Elemeno Pea represents Marc Masterson’s first directorial assignment since becoming South Coast Rep’s new Artistic Director, the recent Kentucky-to-Costa Mesa transplant eliciting pitch-performances from his superb cast. (Kudos to Masterson for not seeing the “need” to cast out of New York that his Los Angeles counterpart at Center Theatre Group has expressed, as if SoCal didn’t already have the richest talent pool in the country.)
It’s Elemono Pea’s stellar trio of leading ladies that give Metlzer’s comedy its richness along with its eleventh-hour moments of depth, and Beck, Lora, and Lenk simply couldn’t be better. Beck, who originated the role of Devon earlier this year in its Actors Theatre Of Louisville World Premiere, creates an absolutely authentic blue-collar chick who’s not about to take her younger sister’s transformation into Stepford Personal Assistant lying down. Lora is as perfectly cast here as she was in SCR’s Collected Stories, her girl-next-door persona endearing us to Simone even as we recoil at just how much she is at Michaela’s capricious beck and call. Lenk gets the juiciest role of all, one she plays to absolute perfection, and never more so than when gifted with a monolog any actress would give her eyetooth to deliver—and which Lenk does to potent effect. These three women may not change all that much over Elemeno Pea’s hour-and-a-half, but to Metzler’s (and the three talented actresses’) credit, the Devon, Simone, and Michaela whom we get to know end up refreshingly different from our first impressions of them.
Elemeno Pea’s two male characters are mostly there to provide comic relief, and both Nichols and Jones do that quite splendidly, the former dispensing wisecracks and insults with razor-sharp timing, the latter having a delicious field day with metrosexual Ethan. (He’s not gay, he’s just filthy rich.)
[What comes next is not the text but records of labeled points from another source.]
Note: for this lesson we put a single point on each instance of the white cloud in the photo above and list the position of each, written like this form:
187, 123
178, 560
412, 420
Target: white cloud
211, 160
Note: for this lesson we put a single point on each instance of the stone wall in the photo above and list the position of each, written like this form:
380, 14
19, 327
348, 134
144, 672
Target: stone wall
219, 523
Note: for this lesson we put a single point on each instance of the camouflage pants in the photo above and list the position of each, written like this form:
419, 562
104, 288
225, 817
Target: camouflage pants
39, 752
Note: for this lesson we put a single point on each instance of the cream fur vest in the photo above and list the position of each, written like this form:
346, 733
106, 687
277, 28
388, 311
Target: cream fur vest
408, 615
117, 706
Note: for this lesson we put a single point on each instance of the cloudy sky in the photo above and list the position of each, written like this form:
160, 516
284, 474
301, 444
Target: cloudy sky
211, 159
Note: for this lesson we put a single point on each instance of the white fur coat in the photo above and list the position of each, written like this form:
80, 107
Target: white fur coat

Scenic designer Ralph Funicello has created a sumptuous, spacious Vineyard guest house living room in shades of bone, with an ocean-view terrace that stretches nearly the full width of the Segerstrom stage, Lap Chi Chu’s expert lighting making it look even more elegant. Cricket S. Myer’s topnotch sound design (including a hilarious bit of Sarah McLaughlan) is aided this time by cast members who make us believe that the glass doors separating indoors from outdoors truly are soundproof. David Kay Mickelsen’s five costumes fit each character’s personal choices to a T, from Devon’s blue jeans and hoodie to Simone’s Lily Pulitzer frock to Michaela’s (one-)shoulder-baring top to Ethan’s yachtwear to Jos-B’s handyman duds. Casting is by Joanne DeNaut, CSA. Oanh Nguyen is assistant director, Joshua Marchesi production manager, and Jamie A. Tucker stage manager.
It takes a particularly talented playwright to tell a complete and satisfying story in about ninety minutes of real time. That Metzler manages to do this, and in a way that allows her characters to develop in often surprising ways, makes Elemeno Pea one of the tastiest of February treats.
South Coast Repertory, 655 Town Center Drive, Costa Mesa.